And I feel like crap.
And my knees hurt.
And I’m irritated with myself for gaining 10 pounds back.
But! And this is the huge caveat for myself: BUT, I am not in a self-loathing moment. And that is saying a lot for me.
Sure, I’m frustrated but it’s more about not managing my time correctly than it is about feeling ugly about my body. Because I don’t. I don’t hate my body. I DO hate it when my knees hurt and I DO hate it when I’m tired but I don’t hate my belly or my ass or my thighs. That’s a WIN.
I have been geeking out a lot lately. Working on various web projects, working overtime at work, and reading. I don’t manage my time effectively!
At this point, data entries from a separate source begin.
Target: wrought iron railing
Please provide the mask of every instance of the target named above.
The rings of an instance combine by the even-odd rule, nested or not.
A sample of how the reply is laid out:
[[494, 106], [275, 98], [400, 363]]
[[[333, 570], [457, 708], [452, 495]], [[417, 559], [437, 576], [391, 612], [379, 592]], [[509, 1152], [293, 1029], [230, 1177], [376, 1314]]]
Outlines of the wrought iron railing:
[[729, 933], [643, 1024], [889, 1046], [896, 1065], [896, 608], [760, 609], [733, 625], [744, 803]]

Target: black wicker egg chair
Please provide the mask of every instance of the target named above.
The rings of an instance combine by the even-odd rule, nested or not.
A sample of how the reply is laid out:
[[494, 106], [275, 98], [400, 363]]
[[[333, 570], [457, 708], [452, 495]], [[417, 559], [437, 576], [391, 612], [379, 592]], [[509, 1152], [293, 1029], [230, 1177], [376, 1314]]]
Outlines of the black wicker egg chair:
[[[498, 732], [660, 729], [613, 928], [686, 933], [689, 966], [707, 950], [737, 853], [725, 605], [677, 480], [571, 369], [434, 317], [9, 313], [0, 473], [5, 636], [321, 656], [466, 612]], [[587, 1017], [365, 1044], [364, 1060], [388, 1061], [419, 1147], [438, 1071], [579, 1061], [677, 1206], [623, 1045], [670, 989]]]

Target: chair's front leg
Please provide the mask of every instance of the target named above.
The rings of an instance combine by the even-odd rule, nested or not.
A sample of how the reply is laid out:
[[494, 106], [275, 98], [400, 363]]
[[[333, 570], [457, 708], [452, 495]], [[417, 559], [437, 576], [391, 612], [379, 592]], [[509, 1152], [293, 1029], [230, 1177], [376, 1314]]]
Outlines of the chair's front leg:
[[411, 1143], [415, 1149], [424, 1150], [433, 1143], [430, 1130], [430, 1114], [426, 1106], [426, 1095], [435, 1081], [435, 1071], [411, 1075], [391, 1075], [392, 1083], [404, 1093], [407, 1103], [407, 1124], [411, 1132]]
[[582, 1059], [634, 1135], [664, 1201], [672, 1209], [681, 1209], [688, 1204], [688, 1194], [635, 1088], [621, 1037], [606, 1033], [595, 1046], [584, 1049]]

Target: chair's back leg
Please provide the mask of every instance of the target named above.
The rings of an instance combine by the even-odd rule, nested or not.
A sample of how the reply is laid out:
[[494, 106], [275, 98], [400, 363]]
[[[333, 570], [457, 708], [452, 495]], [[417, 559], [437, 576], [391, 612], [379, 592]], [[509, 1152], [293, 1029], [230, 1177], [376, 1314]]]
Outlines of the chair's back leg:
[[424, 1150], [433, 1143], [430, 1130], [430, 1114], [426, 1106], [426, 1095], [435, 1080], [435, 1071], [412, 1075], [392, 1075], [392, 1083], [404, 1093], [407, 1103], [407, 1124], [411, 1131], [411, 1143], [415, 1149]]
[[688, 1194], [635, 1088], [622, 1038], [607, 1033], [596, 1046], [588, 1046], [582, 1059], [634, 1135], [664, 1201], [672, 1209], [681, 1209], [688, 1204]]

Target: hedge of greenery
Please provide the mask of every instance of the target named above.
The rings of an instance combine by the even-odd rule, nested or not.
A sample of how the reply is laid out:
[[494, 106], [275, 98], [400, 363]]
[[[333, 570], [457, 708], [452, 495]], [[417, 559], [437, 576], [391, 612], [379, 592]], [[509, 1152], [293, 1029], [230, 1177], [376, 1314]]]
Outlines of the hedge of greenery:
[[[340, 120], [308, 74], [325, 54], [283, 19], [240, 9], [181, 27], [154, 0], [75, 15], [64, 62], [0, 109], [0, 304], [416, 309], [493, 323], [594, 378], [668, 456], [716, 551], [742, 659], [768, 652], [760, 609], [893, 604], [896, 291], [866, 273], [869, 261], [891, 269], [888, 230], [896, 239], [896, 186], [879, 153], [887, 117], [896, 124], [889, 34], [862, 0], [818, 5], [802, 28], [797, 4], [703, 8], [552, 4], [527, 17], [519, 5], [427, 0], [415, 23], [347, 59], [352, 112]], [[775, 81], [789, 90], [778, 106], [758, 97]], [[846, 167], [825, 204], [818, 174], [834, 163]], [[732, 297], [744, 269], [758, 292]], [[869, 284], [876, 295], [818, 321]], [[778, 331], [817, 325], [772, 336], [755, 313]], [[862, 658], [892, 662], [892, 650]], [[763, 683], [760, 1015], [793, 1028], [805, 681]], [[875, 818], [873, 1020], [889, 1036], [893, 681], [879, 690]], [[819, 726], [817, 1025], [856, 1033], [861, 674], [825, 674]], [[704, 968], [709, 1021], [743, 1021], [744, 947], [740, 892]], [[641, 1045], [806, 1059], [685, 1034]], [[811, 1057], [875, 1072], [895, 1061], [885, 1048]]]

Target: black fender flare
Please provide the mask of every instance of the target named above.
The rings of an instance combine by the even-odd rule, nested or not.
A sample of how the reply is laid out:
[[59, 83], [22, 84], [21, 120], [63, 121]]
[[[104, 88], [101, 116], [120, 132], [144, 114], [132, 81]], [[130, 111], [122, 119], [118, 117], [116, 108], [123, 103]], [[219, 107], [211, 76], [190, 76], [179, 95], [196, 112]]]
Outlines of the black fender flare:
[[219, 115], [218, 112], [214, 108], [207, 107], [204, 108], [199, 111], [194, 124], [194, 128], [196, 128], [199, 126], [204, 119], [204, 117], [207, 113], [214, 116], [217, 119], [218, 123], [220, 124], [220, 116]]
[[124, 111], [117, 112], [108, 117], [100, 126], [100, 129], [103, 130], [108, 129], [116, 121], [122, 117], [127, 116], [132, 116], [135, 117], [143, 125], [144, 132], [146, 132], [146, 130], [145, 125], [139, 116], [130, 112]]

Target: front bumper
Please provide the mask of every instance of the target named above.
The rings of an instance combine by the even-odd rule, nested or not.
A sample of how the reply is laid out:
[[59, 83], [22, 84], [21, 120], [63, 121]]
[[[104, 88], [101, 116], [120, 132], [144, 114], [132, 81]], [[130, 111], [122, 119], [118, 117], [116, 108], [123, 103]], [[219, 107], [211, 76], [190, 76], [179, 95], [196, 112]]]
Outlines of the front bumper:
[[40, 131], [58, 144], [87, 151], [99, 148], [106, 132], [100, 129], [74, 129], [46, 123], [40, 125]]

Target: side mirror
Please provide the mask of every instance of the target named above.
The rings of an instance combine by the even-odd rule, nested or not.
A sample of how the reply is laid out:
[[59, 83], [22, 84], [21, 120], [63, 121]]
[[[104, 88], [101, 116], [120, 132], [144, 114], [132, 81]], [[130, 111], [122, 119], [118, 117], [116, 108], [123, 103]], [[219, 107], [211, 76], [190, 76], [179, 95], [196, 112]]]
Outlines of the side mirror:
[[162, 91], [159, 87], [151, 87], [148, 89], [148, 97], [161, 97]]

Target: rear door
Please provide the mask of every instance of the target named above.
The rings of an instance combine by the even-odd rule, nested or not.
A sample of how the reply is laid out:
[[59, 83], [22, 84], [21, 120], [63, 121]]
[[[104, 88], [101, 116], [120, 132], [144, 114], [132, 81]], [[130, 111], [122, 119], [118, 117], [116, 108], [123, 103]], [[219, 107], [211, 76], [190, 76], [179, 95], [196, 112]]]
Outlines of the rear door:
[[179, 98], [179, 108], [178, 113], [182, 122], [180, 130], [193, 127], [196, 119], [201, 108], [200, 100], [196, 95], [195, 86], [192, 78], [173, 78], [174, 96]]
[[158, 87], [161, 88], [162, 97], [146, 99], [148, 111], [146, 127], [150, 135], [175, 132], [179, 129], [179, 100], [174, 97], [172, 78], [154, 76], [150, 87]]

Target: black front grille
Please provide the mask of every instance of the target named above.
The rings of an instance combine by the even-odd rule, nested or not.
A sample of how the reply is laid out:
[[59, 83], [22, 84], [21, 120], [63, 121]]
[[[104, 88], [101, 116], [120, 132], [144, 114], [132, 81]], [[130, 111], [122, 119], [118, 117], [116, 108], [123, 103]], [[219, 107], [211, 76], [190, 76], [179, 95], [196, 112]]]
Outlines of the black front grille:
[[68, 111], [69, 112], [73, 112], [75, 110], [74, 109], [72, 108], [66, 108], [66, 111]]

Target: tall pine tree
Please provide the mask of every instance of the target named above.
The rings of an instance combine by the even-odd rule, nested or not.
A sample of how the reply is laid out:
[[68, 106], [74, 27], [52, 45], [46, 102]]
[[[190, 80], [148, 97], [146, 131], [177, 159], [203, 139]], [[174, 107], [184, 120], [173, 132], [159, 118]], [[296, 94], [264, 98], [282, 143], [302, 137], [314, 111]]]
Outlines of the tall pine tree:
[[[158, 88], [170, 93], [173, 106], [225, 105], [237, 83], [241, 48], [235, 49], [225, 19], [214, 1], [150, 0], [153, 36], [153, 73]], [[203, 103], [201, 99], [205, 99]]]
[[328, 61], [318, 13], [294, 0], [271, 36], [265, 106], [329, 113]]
And there might be a dash of avoidance in all of this geekery I’ve been pursuing lately.
It occurred to me that losing weight takes a lot of energy. Not just to work out regularly but to make and plan meals and to just stop and think every single time you are about to put something in your mouth. Having to focus on yourself so much is uncomfortable if you are a girl like me who lives in “people pleasing” mode where I am the last in line for my own energy.
This week, I am going to plan my time and see what happens. I am going to plan my meals, make a workout schedule, plan my snacks, and slot some much-needed time to geek out. I think if I have a schedule and stick to it, I’ll be more likely to get back on my plan. We’ll see.
Tonight when I fix dinner, I’ll lay out my lunch for tomorrow. Cause everything is about double duty, right? While making dinner, you fix lunch for the next day. While working out on the bike, you jot down ideas in your notebook for new web projects. While updating your blog, you are catching up on listening to your favorite podcasts.
I hear Montel Jordan in the background: “This is how we doooo it.”